Fin janvier, soit un mois après l’entrée en vigueur du dispositif, les commentaires sur l’article L64 A du LPF ont enfin été publiés (BOFIP BOI-CF-IOR-30-2020200131).
L’Administration rappelle en premier lieu que ce dispositif concernera tous les impôts à l’exclusion de l’IS, visé par un dispositif similaire général anti abus à l’article 205 A du CGI ou à des dispositifs spécifiques.
Pour mettre en œuvre cette procédure, l’Administration est tenue d’apporter la preuve de l’existence cumulative de deux éléments :
- un élément objectif : l’utilisation du texte à l’encontre des intentions de son auteur ;
- un élément subjectif : la recherche d’un but principalement fiscal.
Concernant l’élément objectif, la position de l’Administration est en substance identique à celle qu’elle retient en matière d’abus de droit classique. Seules les décisions et les textes créant du droit et ayant une portée générale sont concernés.
La position de l’Administration était particulièrement attendue concernant l’élément subjectif et notamment sur la définition du motif principalement fiscal.
Or, sur ce point, la doctrine se contente de constater que la définition du motif principalement fiscal est plus large que la notion de but exclusivement fiscal de l’abus de droit classique et renvoie aux commentaires en matière de clause générale anti abus en IS (lesquels n’apportent pas plus de précisions).
Nous regretterons par conséquent que la publication de ces commentaires n’ait pas été l’occasion de déterminer une clef de raisonnement permettant de sécuriser les schémas fiscaux mis en œuvre à compter du 1er janvier 2020. En effet se pose la question de la définition de la notion de but principalement fiscal et de la possibilité de hiérarchiser les motivations entourant l’existence d’un acte : s’il est généralement aisé de quantifier l’enjeu fiscal d’un acte, comment hiérarchiser ce motif face à des motifs subjectifs et notamment patrimoniaux ?

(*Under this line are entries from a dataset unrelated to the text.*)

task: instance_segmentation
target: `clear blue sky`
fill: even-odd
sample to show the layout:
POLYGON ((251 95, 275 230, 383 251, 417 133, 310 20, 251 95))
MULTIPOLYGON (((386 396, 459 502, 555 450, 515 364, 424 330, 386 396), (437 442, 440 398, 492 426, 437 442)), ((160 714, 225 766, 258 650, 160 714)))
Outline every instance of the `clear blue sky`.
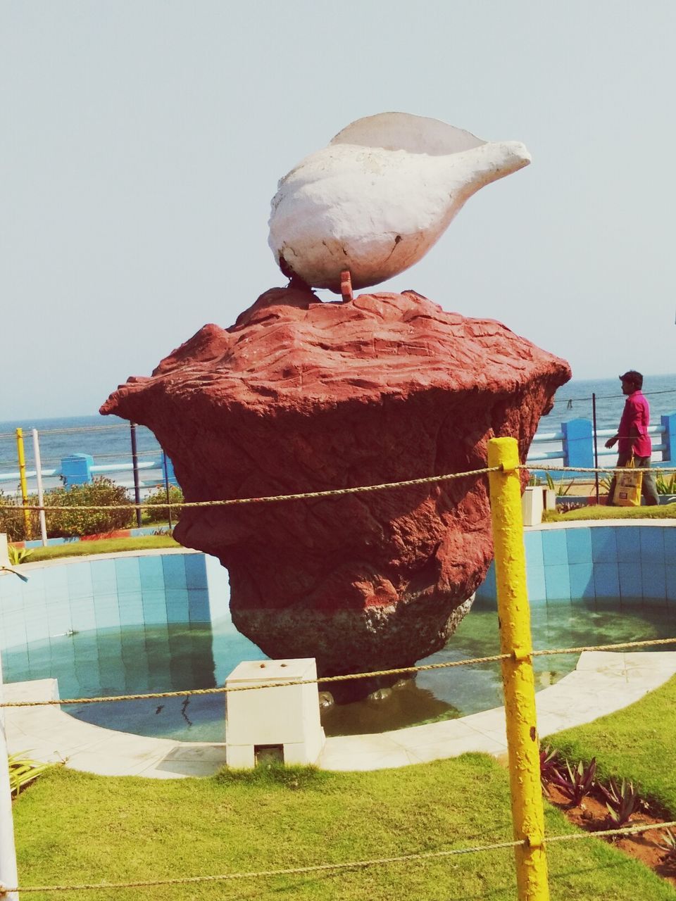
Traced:
POLYGON ((386 110, 533 164, 384 289, 573 378, 673 371, 674 25, 671 0, 4 0, 0 420, 95 413, 284 284, 278 179, 386 110))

Nous remarquerons cependant avec intérêt que l’Administration emploie dans une occurrence le terme « but essentiel » en lieu et place de « but principal », laissant entrevoir la possibilité de contester l’application du mini abus de droit, en invoquant la circonstance que le but fiscal, bien qu’existant, n’est pas prépondérant à l’acte.
A noter par ailleurs que la doctrine confirme que, lorsque c’est le législateur lui-même qui encourage un schéma via une incitation fiscale, la procédure du mini abus de droit ne sera pas applicable (sauf détournement manifeste). Pour rappel, une telle prise de position avait été formalisée en milieu d’année dernière par voie de réponse ministérielle mais uniquement au sujet des donations démembrées. Le BOFIP précise ici que sont également concernées les donations d’usufruit temporaire et les donations démembrées.
Enfin, nous rappellerons que l’article L64 A du LPF prévoit des garanties telles que la possibilité de demander un rescrit abus de droit et de saisir le comité de l’abus de droit. Ces éléments, repris au BOFIP, étaient toutefois déjà connus.
En définitive, la publication des commentaires administratifs consécutifs à l’entrée en vigueur du dispositif du mini abus de droit n’a pas répondu aux questions soulevées par les praticiens, en l’absence notamment d’exemples précis et de prises de position affirmées.
Il conviendra donc d’être particulièrement vigilant, en amont de la mise en place d’une solution apportant un avantage fiscal, sur l’analyse des motivations, juridiques, économiques et patrimoniales qui commandent la mise en œuvre d’un tel schéma.